Translation Pipeline

Giza Commands

build model
- giza translate build_translation_model --config <translate.yaml>
- giza translate bm -c <translate.yaml>
- These commands create a translation model with the configuration taken from the translate.yaml config.
- First create some some empty directory that the script should run in. Specify that as the "project_path" in the config.
- Then create (or resuse) a directory that the auxilary corpus files (the tokenized fies , truecased files, etc.) should be written to. Specify that as the "aux_corpus_files" in the config.
- Additionally, specify the paths to the top most mosesdecoder directory and the topmost irstlm directory
- Next create your corpora. This should be one file in the source language and one in the target language for training, tuning, and testing. You can't use multiple corpora with Moses easily.
  - These could be individual corpora such as KDE4 or Europarl, or they could be hybrid ones
  - The create_corpora script can be used to create good hubrid corpora. See its documentation for how to use it.
  - Specify the paths to the training, tuning and testing directories. The source and target language files training should be together, the files for tuning should be together, and the files for testing should be together. The three sets can have different directories though. The source and target language files for each should have the same name except for the final extensions. For example: in testdir/ you'd have test.es-en.en and test.es-en.es. When specifying the name in the config, leave off the final language extension.
- Specify your run settings.
  - Threads is the number of threads for multi-threaded moses/irstlm/mgiza commands in any given process. Pool_size is the number of processes that build_model will run at once.
  - phrase_table_name and reordering_name are a bit trickier. In general they are 'phrase_table' and 'reordering_table' in some cases- mainly when doing factorized or OSM models- this name changes to something like phrase_table.0-0,1. This would be found under project/0/working/train/model. As such you can't actually know exactly what the answer is before you run it. Usually this will just cause an error late in the script (around tuning or testing) and you'll have to fix the name at then rerun the whole script or those sections if you feel like editing the initial script.
- Specify your training_parameters. If you know what you want to run you can just make a simple yaml attribute. If you make a list, as shown in the example, it will run all combinations of the parameters in parallel using as many processes as the pool-size allows.
- Run the build model command in the background. Expect it to take a long time. It should email you if it succeeds, however make sure to monitor if the process is still running. ps aux | grep 'moses' usually does the trick.
- Look at data.csv in the project directory to get the results from the test. The highest BLEU score is the best result.
- To see a sample from the model, look at project/0/working/test.en-es.translate.es (note es will be your target language).
create corpora
- giza translate create_corpora --config <corpora.yaml>
- giza translate cc -c <corpora.yaml>
- These commands create training, tuning, and testing corpora from mutliple different input corpora
- The first thing to do is create the config file.
  - The container_path is the path to the directory that the corpora will be placed in.

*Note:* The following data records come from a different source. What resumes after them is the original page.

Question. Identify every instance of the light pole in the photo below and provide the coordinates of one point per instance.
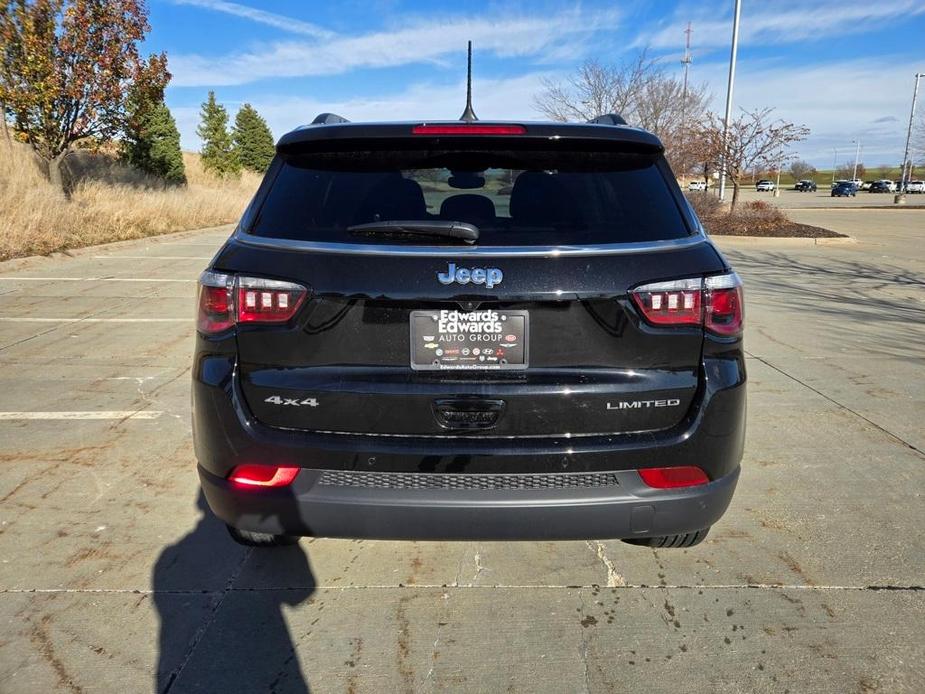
(732, 59)
(857, 154)
(902, 185)
(780, 155)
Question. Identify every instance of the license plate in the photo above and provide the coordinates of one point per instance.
(450, 340)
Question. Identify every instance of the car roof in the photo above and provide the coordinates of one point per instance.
(309, 136)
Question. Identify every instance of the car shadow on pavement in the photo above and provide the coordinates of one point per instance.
(237, 639)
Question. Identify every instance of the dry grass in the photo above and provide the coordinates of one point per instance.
(110, 202)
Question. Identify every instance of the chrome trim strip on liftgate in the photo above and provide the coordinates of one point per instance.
(461, 251)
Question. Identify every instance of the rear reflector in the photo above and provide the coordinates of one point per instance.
(263, 476)
(466, 129)
(673, 477)
(714, 302)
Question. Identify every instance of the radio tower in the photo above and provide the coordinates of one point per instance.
(686, 62)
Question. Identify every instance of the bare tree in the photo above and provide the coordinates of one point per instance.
(801, 169)
(754, 141)
(640, 91)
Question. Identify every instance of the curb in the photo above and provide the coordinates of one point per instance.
(30, 260)
(798, 241)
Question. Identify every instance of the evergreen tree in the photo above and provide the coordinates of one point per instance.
(218, 153)
(153, 143)
(253, 140)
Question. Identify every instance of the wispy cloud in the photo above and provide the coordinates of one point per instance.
(277, 21)
(871, 110)
(417, 41)
(501, 99)
(779, 22)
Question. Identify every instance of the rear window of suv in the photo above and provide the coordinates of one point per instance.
(530, 198)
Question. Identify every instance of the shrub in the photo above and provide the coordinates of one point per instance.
(705, 204)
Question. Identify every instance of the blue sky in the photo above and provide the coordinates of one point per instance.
(844, 69)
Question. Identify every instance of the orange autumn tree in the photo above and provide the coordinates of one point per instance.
(69, 70)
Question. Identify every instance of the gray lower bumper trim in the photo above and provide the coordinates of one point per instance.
(628, 510)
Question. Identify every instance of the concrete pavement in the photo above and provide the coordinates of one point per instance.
(114, 577)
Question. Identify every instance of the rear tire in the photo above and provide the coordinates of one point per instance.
(669, 541)
(249, 538)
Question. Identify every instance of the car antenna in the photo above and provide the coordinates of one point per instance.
(469, 114)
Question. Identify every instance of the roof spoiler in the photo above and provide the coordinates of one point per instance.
(609, 119)
(328, 119)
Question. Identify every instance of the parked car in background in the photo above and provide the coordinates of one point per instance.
(890, 184)
(843, 189)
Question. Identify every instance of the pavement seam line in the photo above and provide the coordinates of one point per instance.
(440, 586)
(614, 579)
(835, 402)
(217, 602)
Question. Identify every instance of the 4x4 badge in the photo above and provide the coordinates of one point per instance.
(489, 276)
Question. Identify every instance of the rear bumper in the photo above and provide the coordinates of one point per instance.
(227, 435)
(359, 505)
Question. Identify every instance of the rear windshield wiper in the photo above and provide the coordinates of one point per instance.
(461, 231)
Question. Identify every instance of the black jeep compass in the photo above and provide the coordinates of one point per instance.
(469, 330)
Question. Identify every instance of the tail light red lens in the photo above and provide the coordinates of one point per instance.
(216, 308)
(673, 477)
(714, 302)
(263, 476)
(226, 300)
(724, 311)
(466, 129)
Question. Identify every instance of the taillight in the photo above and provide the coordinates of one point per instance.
(714, 302)
(216, 306)
(267, 301)
(673, 477)
(263, 476)
(723, 310)
(467, 129)
(225, 300)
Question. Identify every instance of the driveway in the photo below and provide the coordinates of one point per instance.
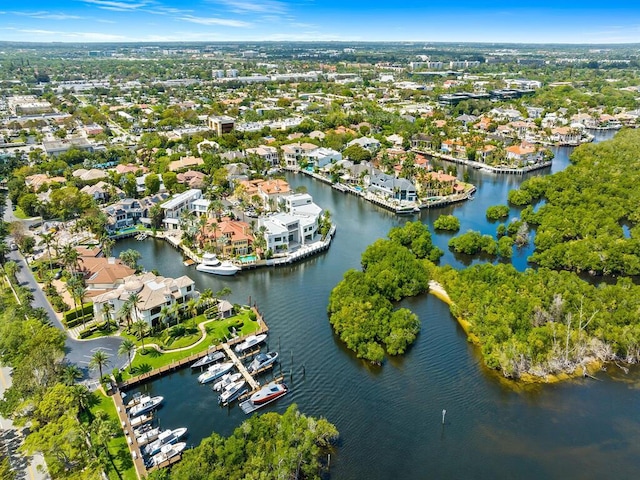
(77, 351)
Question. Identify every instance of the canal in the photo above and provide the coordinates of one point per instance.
(390, 417)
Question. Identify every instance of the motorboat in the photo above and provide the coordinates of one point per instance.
(250, 342)
(209, 358)
(168, 437)
(167, 452)
(212, 264)
(215, 371)
(267, 394)
(232, 392)
(146, 405)
(148, 436)
(141, 420)
(225, 381)
(262, 360)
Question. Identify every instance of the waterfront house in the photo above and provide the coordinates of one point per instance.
(185, 163)
(524, 154)
(421, 141)
(228, 237)
(271, 191)
(153, 292)
(178, 204)
(292, 153)
(368, 143)
(267, 153)
(391, 187)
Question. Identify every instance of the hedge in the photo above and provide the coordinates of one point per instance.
(86, 309)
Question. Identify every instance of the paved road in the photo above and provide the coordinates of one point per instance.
(78, 352)
(32, 468)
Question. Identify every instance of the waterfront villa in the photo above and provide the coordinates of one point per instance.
(176, 205)
(229, 237)
(391, 187)
(153, 294)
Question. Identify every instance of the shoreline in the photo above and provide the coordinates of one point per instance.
(583, 370)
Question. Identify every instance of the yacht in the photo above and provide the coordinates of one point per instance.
(146, 405)
(167, 452)
(250, 342)
(262, 360)
(215, 371)
(211, 264)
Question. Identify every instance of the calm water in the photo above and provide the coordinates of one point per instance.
(390, 418)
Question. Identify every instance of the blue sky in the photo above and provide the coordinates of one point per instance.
(542, 21)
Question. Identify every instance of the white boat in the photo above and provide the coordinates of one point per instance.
(226, 380)
(146, 405)
(148, 436)
(141, 420)
(167, 452)
(168, 437)
(250, 342)
(262, 360)
(267, 394)
(211, 264)
(232, 392)
(208, 358)
(215, 371)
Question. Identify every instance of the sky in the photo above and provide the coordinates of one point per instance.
(505, 21)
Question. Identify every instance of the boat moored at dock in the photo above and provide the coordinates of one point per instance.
(212, 264)
(146, 405)
(250, 342)
(208, 359)
(215, 371)
(262, 360)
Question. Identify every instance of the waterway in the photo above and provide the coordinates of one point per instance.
(390, 418)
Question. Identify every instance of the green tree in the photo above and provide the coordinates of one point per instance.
(99, 360)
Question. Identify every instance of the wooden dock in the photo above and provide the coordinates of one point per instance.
(240, 366)
(178, 364)
(136, 455)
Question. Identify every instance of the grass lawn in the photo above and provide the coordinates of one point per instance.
(118, 447)
(216, 330)
(19, 213)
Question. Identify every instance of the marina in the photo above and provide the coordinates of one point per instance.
(497, 427)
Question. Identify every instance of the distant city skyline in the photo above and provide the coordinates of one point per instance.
(501, 21)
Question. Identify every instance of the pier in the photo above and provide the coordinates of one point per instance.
(241, 368)
(178, 364)
(136, 454)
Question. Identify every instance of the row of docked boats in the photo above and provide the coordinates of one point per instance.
(156, 446)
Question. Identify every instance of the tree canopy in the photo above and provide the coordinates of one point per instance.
(360, 306)
(291, 445)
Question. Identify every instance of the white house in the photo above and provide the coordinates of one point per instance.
(176, 205)
(369, 143)
(153, 293)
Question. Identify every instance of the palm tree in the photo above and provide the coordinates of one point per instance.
(70, 257)
(127, 347)
(140, 328)
(70, 374)
(125, 312)
(106, 309)
(133, 299)
(99, 360)
(48, 240)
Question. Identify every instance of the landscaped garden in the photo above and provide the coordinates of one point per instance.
(217, 331)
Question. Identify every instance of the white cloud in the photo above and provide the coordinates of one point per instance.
(254, 6)
(48, 15)
(117, 6)
(225, 22)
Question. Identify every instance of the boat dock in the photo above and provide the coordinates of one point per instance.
(241, 368)
(136, 455)
(178, 364)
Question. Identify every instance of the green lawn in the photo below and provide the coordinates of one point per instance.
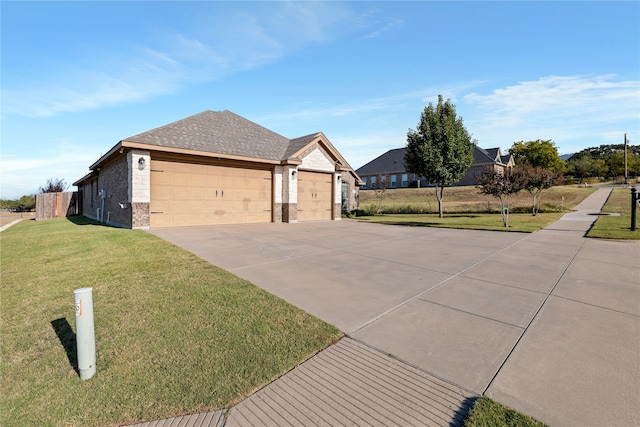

If you provide just a name then a directory of that name will be placed in the current directory.
  - The source section specifies what percentage of a given file goes to each of training, testing, tuning. You provide the name and the path to the corpus and then the percentages that go into each. The percentages must add up to 100.
  - The source contributions section specifices the percentage of each corpus that comes from each of the files. create_corpora finds the minimum total length of the corpus such that all of the lines are used at least once. If one corpus has sa higher percentage than it has lines, its lines get repeated, emphasizing them more. For example, say f1 is 100 lines, and under sources we allocate 60% to training. Let's say create_corpora finds that the training corpus should be 200 lines and the source_contributions says f1 should comprise 80% of that corpus. Thus 160 lines need to be taken from f1, so f1's first 60 lines will be put in twice and then we still need to put in 40 more lines so we'll add the first 40 lines in one more time.
  - Create corpora creates both languages at the same time, you must specify the paths to each and the script verifies that they are the same length.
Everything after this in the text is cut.